1. You’ll probably get your stimulus check the same way you get your federal benefits. That means most recipients will receive their payments via direct deposit or Direct Express Debit Mastercard. If you’ve recently closed the bank account that’s on file, your bank will reject the deposit and you’ll receive your payment in the mail. There’s no way you can update that information online.
2. You may need to file a tax return if you have dependents. Most Social Security and SSI recipients don’t need to take action to receive their payments. But the IRS won’t automatically get information about your dependents from Social Security or SSI — and this time around, you can get $1,400 for each dependent regardless of their age.
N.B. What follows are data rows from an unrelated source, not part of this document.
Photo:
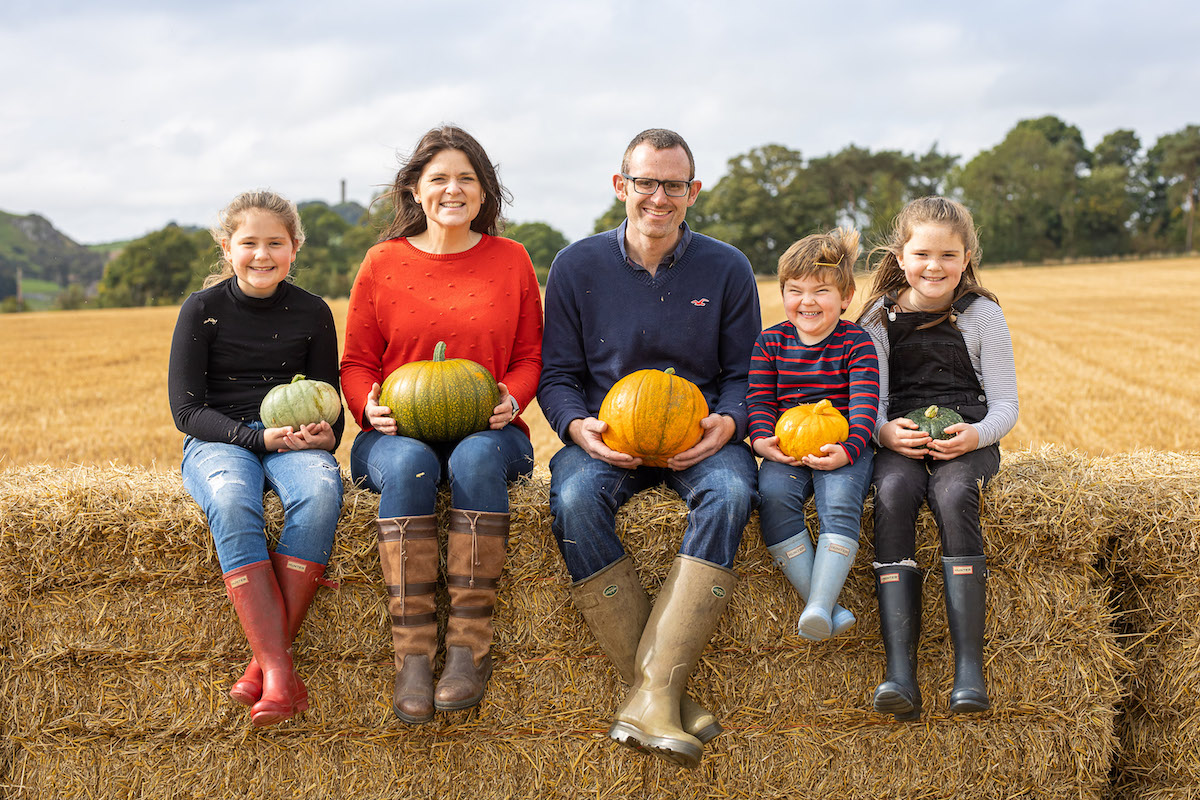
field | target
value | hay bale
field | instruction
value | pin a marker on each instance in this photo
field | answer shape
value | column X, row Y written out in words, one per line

This probably won’t be an issue if you filed a 2019 or 2020 tax return and claimed your dependent, or if you used the non-filer tool from the first round of payments to submit their information. Otherwise, you may need to file a tax return to get the payment on their behalf, even though you aren’t normally required to. You may not receive dependent payments with your payment, but once the IRS has updated information, it will send you any extra money it owes you after it processes your return. Submitting a return could also help you qualify for the expanded child tax credit.
3. The IRS typically makes payments on Wednesdays. Though you may see direct deposits listed as pending a few days earlier, usually they become available for you to spend on Wednesdays.
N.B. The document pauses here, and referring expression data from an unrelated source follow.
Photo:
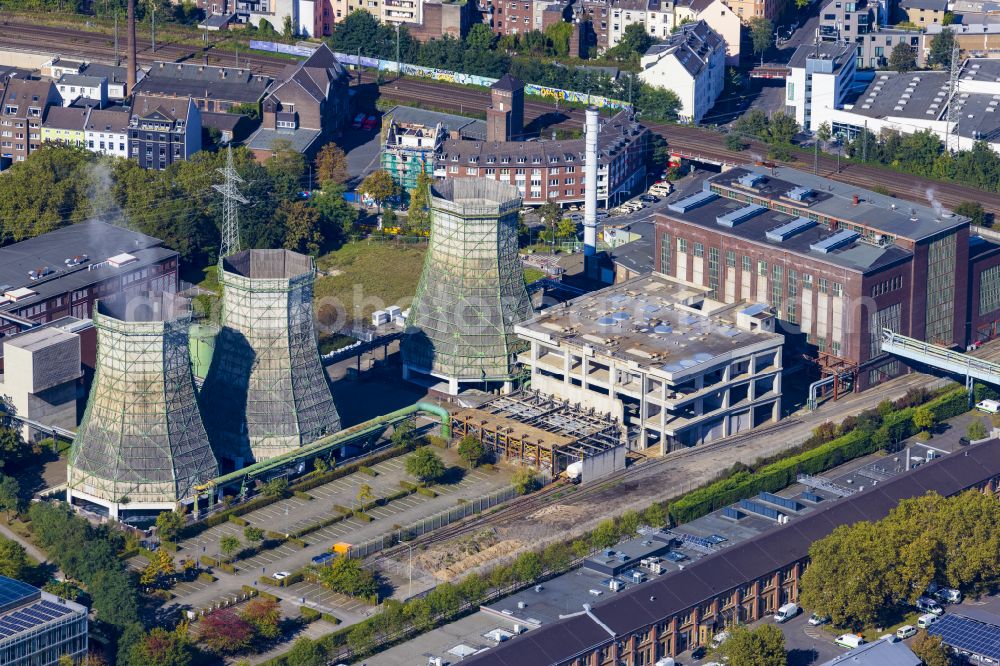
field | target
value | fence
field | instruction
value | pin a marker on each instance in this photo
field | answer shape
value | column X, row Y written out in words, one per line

4. You can track your check using Get My Payment. You can look up the status of your check using the Get My Payment feature on IRS.gov. If your payment hasn’t been scheduled yet, it will show up as Payment Status Not Available. The information is only updated once a day, so it won’t do you any good to constantly monitor the site. Using it multiple times in a day could get you locked out.
5. Any issues with your payment will need to be addressed with the IRS. Unfortunately, there are no easy ways to resolve issues surrounding missing payments or payments that are lower than they should have been. But ultimately, you’ll need to take the matter to the IRS, not Social Security or the agency that gives you benefits.
You can try calling the IRS with questions about your stimulus check at 800-919-9835, but your odds of getting through at this point are slim. For now, the best way to get up-to-date information is to check Get My Payment once each day and monitor the FAQ on the IRS website.